In the wake of such general conflicts as the Napoleonic wars or World Wars I and II, two conditions prevail that are virtually essential to the fact, or the illusion, of collective security: (1) The victorious powers are momentarily in concert; this provides the basis for equating their provisional coalition to a disinterested concern for universal world order. (2) The defeated powers, are by consensus of the victors, clearly labeled the "aggressors."

Earl Ravenal's rule applies equally in the wake of the Cold War. Buoyed by the collapse of the Soviet Union, proponents of collective security have been writing up a storm, producing literature full of hope for the future. Central to this new vision of collective security are new roles for two familiar Cold War international organizations.. the United Nations, now freed from a paralyzing standoff between two superpowers with vetoes in the Security Council, and NATO, the victor over the Soviet Union and the Warsaw Pact, now reaching to embrace new friends and missions.

Much of the hope placed on the UN in a new era is grounded in the belief that it can finally provide for collective security. The hopeful cite the corrective expulsion of Iraqi forces from Kuwait as evidence of this. As a function of its only unique virtue, all-encompassing membership, the UN becomes the natural instrument for the wishful tinkerer in trying to implement collective security.

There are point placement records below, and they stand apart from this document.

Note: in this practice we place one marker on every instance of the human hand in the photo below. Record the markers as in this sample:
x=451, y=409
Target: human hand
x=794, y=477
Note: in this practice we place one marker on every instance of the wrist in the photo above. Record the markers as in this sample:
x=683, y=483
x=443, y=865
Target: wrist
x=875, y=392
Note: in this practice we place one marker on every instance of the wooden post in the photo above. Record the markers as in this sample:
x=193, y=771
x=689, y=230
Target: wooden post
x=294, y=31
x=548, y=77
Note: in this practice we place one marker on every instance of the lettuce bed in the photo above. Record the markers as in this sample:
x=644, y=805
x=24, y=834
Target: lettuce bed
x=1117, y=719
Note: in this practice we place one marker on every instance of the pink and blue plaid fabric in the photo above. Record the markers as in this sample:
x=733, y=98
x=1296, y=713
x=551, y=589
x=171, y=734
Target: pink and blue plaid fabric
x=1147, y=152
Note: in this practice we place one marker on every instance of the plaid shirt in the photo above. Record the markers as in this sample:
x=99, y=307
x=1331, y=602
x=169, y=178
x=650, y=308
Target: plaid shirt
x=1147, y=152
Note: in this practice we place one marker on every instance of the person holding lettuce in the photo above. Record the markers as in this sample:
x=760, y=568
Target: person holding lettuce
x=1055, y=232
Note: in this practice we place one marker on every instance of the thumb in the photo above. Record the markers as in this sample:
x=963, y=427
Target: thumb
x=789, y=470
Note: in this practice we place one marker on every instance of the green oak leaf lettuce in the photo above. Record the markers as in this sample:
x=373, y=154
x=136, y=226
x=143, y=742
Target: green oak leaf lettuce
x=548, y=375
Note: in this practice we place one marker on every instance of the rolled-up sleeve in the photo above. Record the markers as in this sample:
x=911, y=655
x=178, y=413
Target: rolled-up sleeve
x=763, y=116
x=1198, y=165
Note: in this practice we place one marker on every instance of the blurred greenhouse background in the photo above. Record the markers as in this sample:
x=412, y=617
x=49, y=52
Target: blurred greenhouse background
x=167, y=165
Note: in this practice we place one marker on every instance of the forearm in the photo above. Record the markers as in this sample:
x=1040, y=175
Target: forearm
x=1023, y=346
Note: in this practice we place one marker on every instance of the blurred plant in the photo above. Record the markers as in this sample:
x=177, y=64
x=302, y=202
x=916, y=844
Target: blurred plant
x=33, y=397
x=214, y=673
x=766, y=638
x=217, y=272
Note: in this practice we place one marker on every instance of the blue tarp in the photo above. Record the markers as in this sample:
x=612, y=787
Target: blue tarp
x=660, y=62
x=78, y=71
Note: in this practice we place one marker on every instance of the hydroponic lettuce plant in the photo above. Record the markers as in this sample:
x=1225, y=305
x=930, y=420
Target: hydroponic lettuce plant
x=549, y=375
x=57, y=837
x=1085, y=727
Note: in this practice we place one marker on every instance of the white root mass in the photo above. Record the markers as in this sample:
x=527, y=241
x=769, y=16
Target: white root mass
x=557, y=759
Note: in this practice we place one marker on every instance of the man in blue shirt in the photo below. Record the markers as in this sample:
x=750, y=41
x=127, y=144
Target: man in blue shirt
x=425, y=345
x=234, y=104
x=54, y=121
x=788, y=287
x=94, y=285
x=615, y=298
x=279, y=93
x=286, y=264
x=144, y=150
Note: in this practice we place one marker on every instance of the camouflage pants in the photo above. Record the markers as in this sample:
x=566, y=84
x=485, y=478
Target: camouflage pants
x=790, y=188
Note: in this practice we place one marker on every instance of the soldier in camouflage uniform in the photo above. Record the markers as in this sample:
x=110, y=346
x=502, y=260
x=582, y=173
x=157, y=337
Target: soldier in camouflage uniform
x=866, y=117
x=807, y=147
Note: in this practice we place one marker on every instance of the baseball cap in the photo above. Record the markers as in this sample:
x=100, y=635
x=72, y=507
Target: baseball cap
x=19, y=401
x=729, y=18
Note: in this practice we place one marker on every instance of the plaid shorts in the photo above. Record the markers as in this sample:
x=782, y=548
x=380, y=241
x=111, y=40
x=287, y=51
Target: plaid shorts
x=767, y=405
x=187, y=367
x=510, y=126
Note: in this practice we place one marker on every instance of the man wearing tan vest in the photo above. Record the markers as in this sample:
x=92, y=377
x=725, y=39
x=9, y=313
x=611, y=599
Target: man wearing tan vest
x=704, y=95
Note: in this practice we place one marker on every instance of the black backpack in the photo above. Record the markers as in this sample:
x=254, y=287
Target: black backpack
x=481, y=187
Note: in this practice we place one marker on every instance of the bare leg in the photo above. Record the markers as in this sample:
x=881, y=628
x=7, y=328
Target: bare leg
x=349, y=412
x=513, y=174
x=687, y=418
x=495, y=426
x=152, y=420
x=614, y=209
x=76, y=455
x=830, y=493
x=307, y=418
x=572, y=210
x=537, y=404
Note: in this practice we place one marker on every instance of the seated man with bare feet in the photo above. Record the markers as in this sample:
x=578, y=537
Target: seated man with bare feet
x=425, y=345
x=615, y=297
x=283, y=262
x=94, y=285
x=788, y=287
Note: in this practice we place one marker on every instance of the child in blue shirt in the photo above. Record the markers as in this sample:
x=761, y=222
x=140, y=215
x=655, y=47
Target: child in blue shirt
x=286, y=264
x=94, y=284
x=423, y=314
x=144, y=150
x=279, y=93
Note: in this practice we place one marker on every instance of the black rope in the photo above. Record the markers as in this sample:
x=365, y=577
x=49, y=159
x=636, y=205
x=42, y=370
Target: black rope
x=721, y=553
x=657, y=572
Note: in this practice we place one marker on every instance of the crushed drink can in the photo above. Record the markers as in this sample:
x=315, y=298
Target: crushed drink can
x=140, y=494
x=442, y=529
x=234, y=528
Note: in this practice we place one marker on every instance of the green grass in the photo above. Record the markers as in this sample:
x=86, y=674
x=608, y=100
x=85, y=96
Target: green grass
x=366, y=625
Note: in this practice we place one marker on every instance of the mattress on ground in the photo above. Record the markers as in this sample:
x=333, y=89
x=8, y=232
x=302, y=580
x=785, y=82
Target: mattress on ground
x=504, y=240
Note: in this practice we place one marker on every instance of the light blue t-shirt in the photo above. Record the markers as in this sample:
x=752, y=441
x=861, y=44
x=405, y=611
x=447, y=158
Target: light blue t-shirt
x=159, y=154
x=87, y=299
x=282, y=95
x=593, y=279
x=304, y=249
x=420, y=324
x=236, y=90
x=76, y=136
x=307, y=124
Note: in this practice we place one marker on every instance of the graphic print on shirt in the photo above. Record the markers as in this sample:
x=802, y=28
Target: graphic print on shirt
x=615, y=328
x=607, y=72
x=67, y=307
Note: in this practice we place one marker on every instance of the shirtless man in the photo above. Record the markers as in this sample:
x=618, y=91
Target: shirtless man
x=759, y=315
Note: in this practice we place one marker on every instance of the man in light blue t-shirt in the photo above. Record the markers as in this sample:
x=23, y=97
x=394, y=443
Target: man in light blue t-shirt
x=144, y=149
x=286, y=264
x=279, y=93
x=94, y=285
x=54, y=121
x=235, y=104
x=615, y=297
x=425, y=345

More surprisingly, perhaps, with war in the Balkans and evidence of instability elsewhere in Central and Eastern Europe, collective security also figures increasingly in the context of developing a new role for NATO. As Josef Joffe writes:

[Collective security] has been the idee clef in the debate on post-cold War security in Europe. Only the label has been modernized. Instead of C[ollective] S[ecurity], advocates use terms such as "overarching security system," "pan-european security," "co-operative security" or expanded CSCE."(1)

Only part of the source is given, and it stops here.